Thursday, November 04, 2010

Some stuff has to be reinvented...

For a while I had a long list of stuff that had yet to be invented, cell phones were at the top of the list. Those are better now, they still need some work done...longer battery life for one...but that is a topic for some other time.

Over the years, I have bought several irons, they leak, they clog, they this one, that I knocked over with the ironing board...

When I bought this iron the brand had terrible reviews, I bought it because they had a really good price at Costco and I needed it in a hurry.

This time around I wanted to buy one with a huge water tank because my new studio does not have a near by water supply. Off I went to the Pattern Review forums and the Artisan's Corner forums to look around and see what people have.

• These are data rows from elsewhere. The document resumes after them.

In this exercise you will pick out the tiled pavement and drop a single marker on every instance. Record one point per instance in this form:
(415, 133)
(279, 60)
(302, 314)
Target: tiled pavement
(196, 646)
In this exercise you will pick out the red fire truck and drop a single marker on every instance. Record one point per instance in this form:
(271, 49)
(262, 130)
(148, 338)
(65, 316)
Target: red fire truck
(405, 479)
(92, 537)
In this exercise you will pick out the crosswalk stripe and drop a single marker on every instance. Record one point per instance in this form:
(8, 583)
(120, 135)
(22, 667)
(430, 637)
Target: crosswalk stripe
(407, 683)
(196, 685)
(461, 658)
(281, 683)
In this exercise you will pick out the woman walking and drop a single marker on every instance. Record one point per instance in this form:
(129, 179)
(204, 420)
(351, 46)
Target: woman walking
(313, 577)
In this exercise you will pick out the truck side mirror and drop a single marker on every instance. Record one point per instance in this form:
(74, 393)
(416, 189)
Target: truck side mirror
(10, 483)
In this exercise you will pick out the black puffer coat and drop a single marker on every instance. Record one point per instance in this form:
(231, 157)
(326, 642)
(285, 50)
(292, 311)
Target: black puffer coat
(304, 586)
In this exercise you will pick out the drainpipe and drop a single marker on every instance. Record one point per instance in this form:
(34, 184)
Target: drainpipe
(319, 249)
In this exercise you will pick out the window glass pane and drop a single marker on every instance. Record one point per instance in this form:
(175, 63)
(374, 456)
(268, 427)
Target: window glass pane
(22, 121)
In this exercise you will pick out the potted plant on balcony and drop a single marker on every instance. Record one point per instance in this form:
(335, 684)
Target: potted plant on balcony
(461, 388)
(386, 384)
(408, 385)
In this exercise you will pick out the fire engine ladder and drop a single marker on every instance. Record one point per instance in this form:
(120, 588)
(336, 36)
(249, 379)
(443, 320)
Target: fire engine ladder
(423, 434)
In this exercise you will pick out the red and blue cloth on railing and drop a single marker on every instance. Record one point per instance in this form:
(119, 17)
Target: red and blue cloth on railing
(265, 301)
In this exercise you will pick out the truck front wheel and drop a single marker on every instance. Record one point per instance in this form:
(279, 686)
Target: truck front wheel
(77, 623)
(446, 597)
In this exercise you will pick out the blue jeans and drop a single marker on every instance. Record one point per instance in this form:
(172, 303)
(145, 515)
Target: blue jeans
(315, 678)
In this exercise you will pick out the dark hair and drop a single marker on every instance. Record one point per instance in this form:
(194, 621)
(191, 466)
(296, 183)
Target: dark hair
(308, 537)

There are basically three kinds of irons:

  • The common home steam iron with terrible reviews and the annoying feature of automatic shut-off. They leak after a while and the water tank is small. They have to be replaced quite often (and sooner if you drop them .....)
  • The steam generator irons that vary in price and durability. On average they hold 33 ounces of water, some have auto shut-off, some don't. The big minus of these systems, the buttons seem to be a fragile and fall off or break.If you run out of water in the middle of a project, you have to wait 10 min for the thing to cool down in order to open the tank and fill it back up.It also takes a while to heat back up. They do have a 3 year warranty which is good if you can find one locally and don't have to ship the monster back.
  • The last option, that caught my attention right away, are the gravity feed steam irons. They have a tank that holds again about 33 ounces and hangs from 3 ft above the iron in order to work....hence the name. You can fill the tank any time, they tend to cool faster than the steam generator ones but heat back up quickly. There are several brands and the price varies depending on the brand, not the quality. (I was told this by a sales person).The different brands are pretty much the same thing, branded different some cost more, some less. Humm this sounded like something I would like. Hanging the tank is really no big deal and if they work and last, why not? Well....the manufacturer warranty is only 90 days...why would that be? There are of course some people that report the irons failing after a few months.

  • Back to square one I went and ended up buying one the same brand, same store as the one I had just dropped.....this one has a 3 year warranty and I can take it back to the store if need be.

    Since the old iron was a gonner, I did a bit of exploring to see if I could find out why the irons leak and go bad so easy. I expected to find a cracked water tank...armed with a screwdriver I opened the thing. What a big surprise I had, check it out. I am not a film maker by any means and the tripod was not around, but I had to record my findings.
    I sure hope steam irons are next on the list for engineers to focus on, they have a long way to go...says me.


    Cheryl S. said...

    Interesting to see what's inside! I had to go to the thrift store to get a non-auto-shutoff iron when I was using it for quilting.

    I admit to giving up on using the steam function of irons because of all the leaks and sputtering. I just use a spray bottle with water, and spritz the fabric when I need to. I don't iron much any more, so it works well enough for as little as I use it.

    fleegle said...

    Goodness! Iron guts! Who knew?

    I have to say that I take out my iron once a year at most. I've had it about 40 years and it still works fine. It's a GE. Guess they dobn't make them anymore.

    Pru said...

    Interesting blog, Laritza. Like Fleegle I don't use my iron very much (God bless wrinkle-free shirts and sheets!) but the old rule of thumb used to be to use distilled water rather than tap water to avoid a build up of mineral deposits which clog the steam vents. I guess filtered water would do the same trick. I've had my Rowenta for about 20 years, bought it when I was making lots of little smocked clothes for the lad who is now a college senior.

    Laritza said...

    Pru: as you say, the old rule of thumb most irons are designed to use with tap water. If you call or contact the manufacturer they say the irons leak because of use of distilled water. I guess once you loose the old iron you are in for an adventure with them like me!

    Anonymous said...

    I, too, have gone through a ton of irons = always looking for the perfect one - which for me is a iron that will last more than 3 or 4 years.
    So far, I've gone through the kind that has a gravity feeder - where you hang the water container and by gravity it feeds into the iron. This iron is similar to those used in laundry facilities. This was probably the best iron because it lasted 4.5 years. The iron broke down. Then I went through 2 very expensive irons that rested on the water tank. Every now and then someone would bump into the tank and down it would go. Useless. The lasts one broke all by itself before the warranty was over. And then had the same problem within 4 months of the repair. I now use the cheapest iron I can find. I figure I am saving tons of money by not buying the best they have and so far this little iron is going on 3.5 years. Sometimes it has to do with the seal or with the heating element. All I know is that if you pay 200+ for a iron it should last more than 2 or 3 years.